CORINNE – The City of Corinne has acquired the historic Methodist Episcopal Church located at Colorado Street and South 600. The church is believed to be one of the first non-Mormon churches in Utah.
Built of brick in 1870, the building measures 27 feet by 50 feet and is on the National Register of Historic Places. It was added to the registry in 1971.
Corinne Mayor Brett Merkley said the city took possession of the building a few months ago and is gathering information about what it will take to restore the building.
“We hope to get grants to help finance the restoration of the building,” the mayor said. “The state has historical grants we can get up $10,000.”
He said the city has a long-term capital plan. The roof needs to be fixed and the bricks and mortar need to be restored.
“It’s nice on the inside, but it needs some attention,” he said. “We are worried about some water damage and a few other things, but it can still be used. It is still used for different occasions, periodically.”
The work will take several years to complete. The city has posted notices and held public meetings.
There is a small frame building behind the church they hope to turn into a kitchen and restrooms.
“We want to put in air conditioning for the summer,” Merkley said. “There is a lot of desire to restore it to its historical flavor.”

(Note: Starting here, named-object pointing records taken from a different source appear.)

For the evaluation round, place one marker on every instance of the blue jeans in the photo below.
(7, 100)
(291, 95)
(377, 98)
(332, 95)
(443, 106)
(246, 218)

The mayor said there is a lot of history in Corinne. The city was there before Utah’s statehood, but there’s not much left. The history of Corinne is being lost, very few know how much Corinne played a role in the state’s early history.
Restoring the church may be a start to energize the history movement. The city was established by non-members of The Church of Jesus Christ of Latter-day Saints, even though they dominated the Utah Territory.
Corinne was said to have 1,000 residents, banks, warehouses, whorehouses, over a dozen saloons and more liquor stores than saloons.